X-Men: First Class Review 0
The mood for the X-Men First Class trailer was sombre and serious – a step up from the previous X films and a giant ascension from the major Wolverine letdown. It also reminded me a bit of the Watchmen trailer; subdued and stylized, enticing viewers through subtlety rather than gratuitous explosions and cheap CGI. But where Watchmen was overly ambitious with its actual delivery, First Class struck a fine balance between ambition and expectation – it understood its audience and gave them exactly what they came for; a substantial, yet digestible summer blockbuster.
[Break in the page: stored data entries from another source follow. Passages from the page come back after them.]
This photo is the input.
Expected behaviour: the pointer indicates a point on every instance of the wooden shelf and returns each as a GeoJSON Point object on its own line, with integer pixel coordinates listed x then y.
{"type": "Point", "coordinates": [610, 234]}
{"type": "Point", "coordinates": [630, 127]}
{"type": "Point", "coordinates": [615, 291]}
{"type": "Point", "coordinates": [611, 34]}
Central to any good comic film, are well-developed characters. In First Class, the two main protagonists are handled with compassion and instilled with credibility, with careful attention paid to the fragments of their lives and to the details that paint the picture of who they were prior to inheriting their super-mutant statuses. Before they were Professor X and Magneto, they were Charles and Erik, two friends allied in their mission to save humanity from the villainous Sebastian Shaw and an impending nuclear war. Overriding the initial friendship however, are opposing views on the coexistence of humans and mutants. “Killing will not bring you peace,” warns Charles. Erik, whose past was riddled with injustice and torment, asserts that “Peace was never an option”, thus laying the ideological differences that would go on to create the monumental rift between them.
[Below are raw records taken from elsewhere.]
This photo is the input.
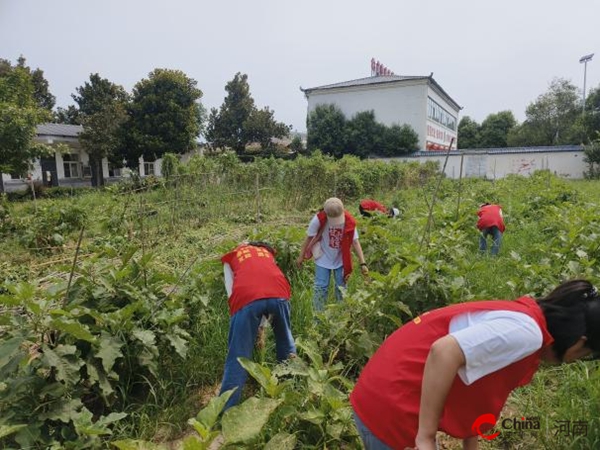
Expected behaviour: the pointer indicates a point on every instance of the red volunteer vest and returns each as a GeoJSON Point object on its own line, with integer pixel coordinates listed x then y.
{"type": "Point", "coordinates": [489, 216]}
{"type": "Point", "coordinates": [372, 205]}
{"type": "Point", "coordinates": [387, 395]}
{"type": "Point", "coordinates": [255, 276]}
{"type": "Point", "coordinates": [347, 238]}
James McAvoy and Michael Fassbender, as Professor X and Magneto respectively, were made for these roles. Major props to the casting director for recognizing true talent and enabling some credible onscreen chemistry – bromance in all its realness. I’ve always loved McAvoy for his brilliance and his boyish good looks and as Charles he shines – charming and sympathetic, wise and trustworthy. Michael Fassbender’s Magneto feels like a revelation – he’s as hot as he is troubled, burdened with internal turmoil and a thirst for vengeance, struggling to make his mark in the mutant world and save his fellow mutants from mankind’s cruelty. His heart is full of rage, but Charles teaches him how to summon his true strength with a calm serenity he doesn’t even know he had in one of the film’s more touching moments.
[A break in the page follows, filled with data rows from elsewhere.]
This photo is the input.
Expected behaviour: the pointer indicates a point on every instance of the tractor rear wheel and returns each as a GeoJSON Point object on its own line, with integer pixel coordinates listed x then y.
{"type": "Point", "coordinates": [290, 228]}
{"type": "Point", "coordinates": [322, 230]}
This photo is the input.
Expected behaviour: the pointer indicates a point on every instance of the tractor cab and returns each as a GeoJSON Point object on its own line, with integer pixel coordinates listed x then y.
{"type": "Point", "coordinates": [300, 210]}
Both Xavier and Magneto are created with integrity and grace, rendering them more real, giving us reasons to care about their legacies. There is no good or bad, just two men with different world views, charting their destinies as legendary characters upholding pivotal roles in the human evolution saga. The supporting cast of misfits and mutants makes for a fun ensemble, an army establishing their positions on different ends of the superhero spectrum. Aside from some filler material, some requisite juvenile montage and the occasional yawn-inducing long-stretches of inaction, X-Men takes its superhero storytelling pretty seriously. Not since Dark Knight has there been a comic-film as engrossing and inspiring, as intelligent and entertaining as the backstory of Charles Xavier and Erik Lehnsherr. Batman set the bar for great superhero films and X-Men has made an admirable attempt to reach it, even though it hasn’t quite hit the mark.
What I like most about First Class is that it satiates the need to know the humanity behind the superpowers, providing situational explanations of who these characters are and what makes them so. Had this film been the very first, the true beginning, it might’ve set the tone for the rest of the X-Men movies, a franchise of stories with substance that make them more than just a money-making empire, but a legacy of artful, compelling characters in a turbulent world; a super hero saga embedded with important lessons for humanity.
Of course, as with any comic to movie adaptation, there’s bound to be a few, if not many, inconsistencies. One of the drawbacks of creating a story-line appreciable by even non die-hard X-Men fans is that it veers from the original comics and is made less authentic. But the ability to select an effective and entertaining narrative from the vast libraries of the Marvel galaxy isn’t necessarily an easy undertaking. The end result is enjoyable for what it is. We’re not talking Oscar material here, just an entry into the league of X-traordinary summer films.